While Sophie Calle is primarily celebrated as a conceptual and performance artist, photography plays a central role in her work. She has used a variety of camera tools—sometimes with her own hands, sometimes commissioning professionals—to suit the conceptual needs of each project. 

Here’s a breakdown:

35 mm Film Cameras (Personal Use & Surveillance)

  • For work like Suite Vénitienne (1979), she followed a subject secretly through Venice using a 35 mm setup with a mirror attachment, allowing her to shoot discreetly around corners as a kind of “private eye”. Her camera was a Leica and the device a Squintar.

Squintar

  • Early on, her personal camera was unspecified, often tucked into bags or pockets—one she reportedly received from her father—and she used it intuitively without formal technique or gear preference.

  • She also mentions taking photographs with her phone.

Polaroid & Hired Fashion Cameramen

  • For projects without interpersonal interaction—like photographing graves or objects—she’d take Polaroids to frame her vision, then hire a professional to reproduce them at higher quality .

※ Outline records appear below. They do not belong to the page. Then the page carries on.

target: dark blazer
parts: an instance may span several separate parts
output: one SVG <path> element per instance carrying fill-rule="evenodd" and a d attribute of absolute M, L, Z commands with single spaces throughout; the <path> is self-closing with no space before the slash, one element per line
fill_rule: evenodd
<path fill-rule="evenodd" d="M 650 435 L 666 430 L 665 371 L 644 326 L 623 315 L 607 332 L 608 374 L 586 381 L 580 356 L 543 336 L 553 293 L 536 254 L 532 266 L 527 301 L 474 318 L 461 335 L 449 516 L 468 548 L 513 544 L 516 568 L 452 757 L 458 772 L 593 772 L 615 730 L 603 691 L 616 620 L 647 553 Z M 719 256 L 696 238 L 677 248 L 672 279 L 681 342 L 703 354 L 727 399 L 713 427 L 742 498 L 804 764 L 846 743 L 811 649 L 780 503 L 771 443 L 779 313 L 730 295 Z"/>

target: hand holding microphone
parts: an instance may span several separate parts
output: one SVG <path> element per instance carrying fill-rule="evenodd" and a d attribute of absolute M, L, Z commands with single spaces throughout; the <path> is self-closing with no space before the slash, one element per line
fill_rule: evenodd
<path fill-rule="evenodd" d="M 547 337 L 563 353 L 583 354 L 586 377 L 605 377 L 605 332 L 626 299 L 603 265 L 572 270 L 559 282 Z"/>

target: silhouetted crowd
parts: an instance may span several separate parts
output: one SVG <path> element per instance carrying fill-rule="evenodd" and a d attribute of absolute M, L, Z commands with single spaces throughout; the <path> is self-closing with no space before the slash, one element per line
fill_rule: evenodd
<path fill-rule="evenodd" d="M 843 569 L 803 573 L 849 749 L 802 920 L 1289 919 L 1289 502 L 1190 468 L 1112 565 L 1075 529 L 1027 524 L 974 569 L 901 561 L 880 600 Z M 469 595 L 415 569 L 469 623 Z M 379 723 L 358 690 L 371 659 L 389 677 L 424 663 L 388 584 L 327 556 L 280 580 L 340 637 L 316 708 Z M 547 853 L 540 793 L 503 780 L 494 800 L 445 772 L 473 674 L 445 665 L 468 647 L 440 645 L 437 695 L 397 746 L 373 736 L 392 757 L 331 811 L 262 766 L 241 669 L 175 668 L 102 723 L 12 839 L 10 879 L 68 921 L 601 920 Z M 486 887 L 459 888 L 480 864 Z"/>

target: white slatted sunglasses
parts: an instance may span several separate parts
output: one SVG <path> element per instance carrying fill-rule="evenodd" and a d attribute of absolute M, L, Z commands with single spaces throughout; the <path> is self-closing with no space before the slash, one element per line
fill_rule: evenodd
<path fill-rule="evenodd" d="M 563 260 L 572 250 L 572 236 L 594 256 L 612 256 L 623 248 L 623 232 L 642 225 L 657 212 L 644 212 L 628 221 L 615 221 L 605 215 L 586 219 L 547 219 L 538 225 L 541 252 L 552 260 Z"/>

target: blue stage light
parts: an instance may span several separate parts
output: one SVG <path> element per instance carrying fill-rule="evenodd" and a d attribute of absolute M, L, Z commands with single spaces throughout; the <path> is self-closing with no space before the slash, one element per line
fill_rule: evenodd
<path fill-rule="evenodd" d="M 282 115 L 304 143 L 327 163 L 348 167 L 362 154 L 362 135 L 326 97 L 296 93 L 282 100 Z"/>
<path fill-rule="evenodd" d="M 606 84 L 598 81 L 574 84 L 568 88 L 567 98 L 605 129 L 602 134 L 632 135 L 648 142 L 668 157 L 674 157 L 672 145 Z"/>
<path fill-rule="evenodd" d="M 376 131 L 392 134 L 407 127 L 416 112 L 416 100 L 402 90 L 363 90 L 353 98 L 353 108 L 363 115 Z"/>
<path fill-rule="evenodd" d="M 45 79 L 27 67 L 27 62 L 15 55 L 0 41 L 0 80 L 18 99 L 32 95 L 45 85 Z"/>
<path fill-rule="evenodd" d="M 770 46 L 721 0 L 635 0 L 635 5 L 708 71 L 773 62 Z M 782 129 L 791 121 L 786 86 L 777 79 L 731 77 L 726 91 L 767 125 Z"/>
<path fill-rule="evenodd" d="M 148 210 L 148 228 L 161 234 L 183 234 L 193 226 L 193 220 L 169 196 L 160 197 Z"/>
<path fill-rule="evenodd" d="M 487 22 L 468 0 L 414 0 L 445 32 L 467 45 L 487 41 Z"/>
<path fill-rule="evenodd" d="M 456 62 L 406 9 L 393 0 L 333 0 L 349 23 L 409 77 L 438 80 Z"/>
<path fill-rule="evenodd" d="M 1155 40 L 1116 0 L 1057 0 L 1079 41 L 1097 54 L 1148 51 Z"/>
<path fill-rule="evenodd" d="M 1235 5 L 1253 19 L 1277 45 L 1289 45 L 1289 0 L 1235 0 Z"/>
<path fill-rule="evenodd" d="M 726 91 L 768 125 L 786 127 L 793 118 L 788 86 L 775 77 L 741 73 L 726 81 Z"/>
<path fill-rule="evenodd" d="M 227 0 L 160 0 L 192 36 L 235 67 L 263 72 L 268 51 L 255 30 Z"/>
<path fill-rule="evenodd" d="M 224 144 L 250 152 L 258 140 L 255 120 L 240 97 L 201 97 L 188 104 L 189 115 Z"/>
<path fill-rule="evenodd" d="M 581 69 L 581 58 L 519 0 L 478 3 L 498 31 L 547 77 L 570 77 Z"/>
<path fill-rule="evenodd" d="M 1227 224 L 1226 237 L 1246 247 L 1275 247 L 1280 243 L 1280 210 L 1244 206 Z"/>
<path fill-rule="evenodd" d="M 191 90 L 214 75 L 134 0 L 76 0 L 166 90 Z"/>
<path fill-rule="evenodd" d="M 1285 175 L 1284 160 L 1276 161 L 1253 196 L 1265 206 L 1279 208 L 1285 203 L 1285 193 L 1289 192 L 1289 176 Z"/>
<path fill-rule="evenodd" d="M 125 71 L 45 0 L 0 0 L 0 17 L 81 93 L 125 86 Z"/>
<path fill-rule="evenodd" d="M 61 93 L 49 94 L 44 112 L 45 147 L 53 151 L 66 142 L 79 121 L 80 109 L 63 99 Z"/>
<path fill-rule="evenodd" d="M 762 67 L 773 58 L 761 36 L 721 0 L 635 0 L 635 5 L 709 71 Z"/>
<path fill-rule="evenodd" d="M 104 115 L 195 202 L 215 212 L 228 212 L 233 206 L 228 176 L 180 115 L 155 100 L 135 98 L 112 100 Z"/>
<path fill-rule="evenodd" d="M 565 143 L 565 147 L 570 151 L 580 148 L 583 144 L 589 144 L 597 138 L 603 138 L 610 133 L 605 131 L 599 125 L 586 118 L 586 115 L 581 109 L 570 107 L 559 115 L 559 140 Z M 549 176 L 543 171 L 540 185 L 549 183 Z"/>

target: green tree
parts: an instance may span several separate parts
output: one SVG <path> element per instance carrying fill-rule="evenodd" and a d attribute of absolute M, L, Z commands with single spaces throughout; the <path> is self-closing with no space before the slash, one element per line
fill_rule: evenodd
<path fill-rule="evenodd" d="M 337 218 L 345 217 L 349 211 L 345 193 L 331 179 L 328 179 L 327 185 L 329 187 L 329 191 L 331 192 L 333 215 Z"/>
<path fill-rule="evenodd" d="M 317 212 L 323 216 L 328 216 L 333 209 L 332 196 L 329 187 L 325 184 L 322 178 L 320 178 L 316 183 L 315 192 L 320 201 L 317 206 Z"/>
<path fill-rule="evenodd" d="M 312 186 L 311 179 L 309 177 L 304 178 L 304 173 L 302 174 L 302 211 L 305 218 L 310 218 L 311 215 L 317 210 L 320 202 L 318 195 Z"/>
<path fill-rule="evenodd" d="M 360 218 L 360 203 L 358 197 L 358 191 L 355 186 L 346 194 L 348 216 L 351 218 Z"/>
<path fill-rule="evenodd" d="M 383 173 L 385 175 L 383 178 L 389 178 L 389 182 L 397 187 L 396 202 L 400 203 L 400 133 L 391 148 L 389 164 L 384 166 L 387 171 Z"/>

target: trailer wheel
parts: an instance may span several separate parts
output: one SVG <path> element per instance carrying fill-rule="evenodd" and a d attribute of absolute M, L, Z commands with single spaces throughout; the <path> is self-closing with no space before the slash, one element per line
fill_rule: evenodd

  • In portrait-style works (e.g., self-portraits), she sometimes commissioned fashion photographers, notably Jean-Baptiste Mondino, to execute the technical aspects.

Video & Still: Collaborative Crews

  • In projects combining film and stills, such as Voir la mer (2011), she employed a director of photography, e.g., Caroline Champetier, indicating a deliberate, collaborative production.

What This Reveals About Her Practice

  • Concept-first approach: Gear is secondary; technical precision is outsourced when needed.

  • Versatility: She adapts medium and tools—35 mm, Polaroid, hired professionals—based on each artwork's conceptual orientation.

  • Collaborative flexibility: She treats technical photography as one element of her artistic process, involving experts when the idea demands it.

Bottom Line

Sophie Calle isn’t defined by a specific camera or lens. Her art demands that the tool matches the idea—whether shooting covertly in Venice with a mirror-equipped 35 mm, framing Polaroids as creative previews, or enlisting professional talent for polished outputs. Gear, in her world, is a means to conceptual and narrative ends.